A study published in the May 2014 Pediatrics, “Motor Vehicle-Pedestrian Collisions and Walking to School: The Role of the Built Environment,” (published online April 7), found that if the “built environment” was safe, more children walking to school was not related to more pedestrian collisions.
A built environment refers to a location for homes, buildings and businesses meant to support everyday living, working and playing.

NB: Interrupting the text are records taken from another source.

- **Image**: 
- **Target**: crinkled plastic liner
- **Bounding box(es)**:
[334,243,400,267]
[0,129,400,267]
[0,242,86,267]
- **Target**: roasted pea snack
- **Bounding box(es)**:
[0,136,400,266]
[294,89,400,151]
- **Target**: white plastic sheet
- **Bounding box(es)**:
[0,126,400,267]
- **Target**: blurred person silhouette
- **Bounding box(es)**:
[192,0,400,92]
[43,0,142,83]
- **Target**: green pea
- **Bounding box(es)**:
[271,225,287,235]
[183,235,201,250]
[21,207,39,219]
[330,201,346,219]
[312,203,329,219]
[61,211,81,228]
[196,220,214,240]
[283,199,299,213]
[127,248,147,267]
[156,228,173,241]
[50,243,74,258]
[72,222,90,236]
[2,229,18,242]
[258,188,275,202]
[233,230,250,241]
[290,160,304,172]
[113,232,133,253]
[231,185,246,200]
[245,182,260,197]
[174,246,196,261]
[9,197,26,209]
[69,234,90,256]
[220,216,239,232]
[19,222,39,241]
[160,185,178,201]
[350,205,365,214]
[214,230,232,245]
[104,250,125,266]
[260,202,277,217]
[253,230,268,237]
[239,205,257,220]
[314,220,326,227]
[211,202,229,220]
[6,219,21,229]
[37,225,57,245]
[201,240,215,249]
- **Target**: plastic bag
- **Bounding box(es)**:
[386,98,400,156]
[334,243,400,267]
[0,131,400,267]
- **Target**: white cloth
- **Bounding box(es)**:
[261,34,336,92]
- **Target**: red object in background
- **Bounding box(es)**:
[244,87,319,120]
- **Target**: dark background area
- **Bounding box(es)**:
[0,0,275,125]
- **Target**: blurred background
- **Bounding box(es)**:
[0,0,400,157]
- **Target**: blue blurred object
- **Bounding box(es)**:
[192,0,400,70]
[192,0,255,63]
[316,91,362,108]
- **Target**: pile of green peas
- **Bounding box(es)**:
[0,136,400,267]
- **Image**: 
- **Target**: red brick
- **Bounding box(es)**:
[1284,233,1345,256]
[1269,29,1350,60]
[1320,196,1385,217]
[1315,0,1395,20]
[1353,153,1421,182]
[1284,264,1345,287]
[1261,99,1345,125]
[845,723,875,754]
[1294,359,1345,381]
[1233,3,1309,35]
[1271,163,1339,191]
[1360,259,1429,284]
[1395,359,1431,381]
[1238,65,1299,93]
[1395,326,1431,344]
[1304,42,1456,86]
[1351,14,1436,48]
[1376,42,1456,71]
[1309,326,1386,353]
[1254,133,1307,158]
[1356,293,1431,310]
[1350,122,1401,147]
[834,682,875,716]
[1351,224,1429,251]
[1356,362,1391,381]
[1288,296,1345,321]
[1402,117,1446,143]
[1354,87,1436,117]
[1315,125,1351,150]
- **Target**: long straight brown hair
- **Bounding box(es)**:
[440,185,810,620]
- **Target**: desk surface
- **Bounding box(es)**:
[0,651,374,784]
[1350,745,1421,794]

In police-reported data from 2002 to 2011 in Toronto, Canada, the number of pedestrian/vehicle collisions involving children ages 4 to 12 was calculated. A total of 481 collisions took place within 105 school boundaries. The average collision rate was 7.4/10,000 children per year. Collisions were less frequent in areas near schools with more multifamily buildings, and more frequent in areas with greater densities of build environment features primarily related to crossing roads.
Study authors conclude that to increase walking safety for children, the focus should be on minimizing street crossings rather than diversity of land use. Pediatricians, parents, and school officials can advocate for safer, walkable routes by contacting the police, school administrators and city officials to help children travel to and from school safely.
Editor’s note: a related commentary, “There and Back Again: Safety and Health on the Journey to School,” will also be published online on April 7 in Pediatrics.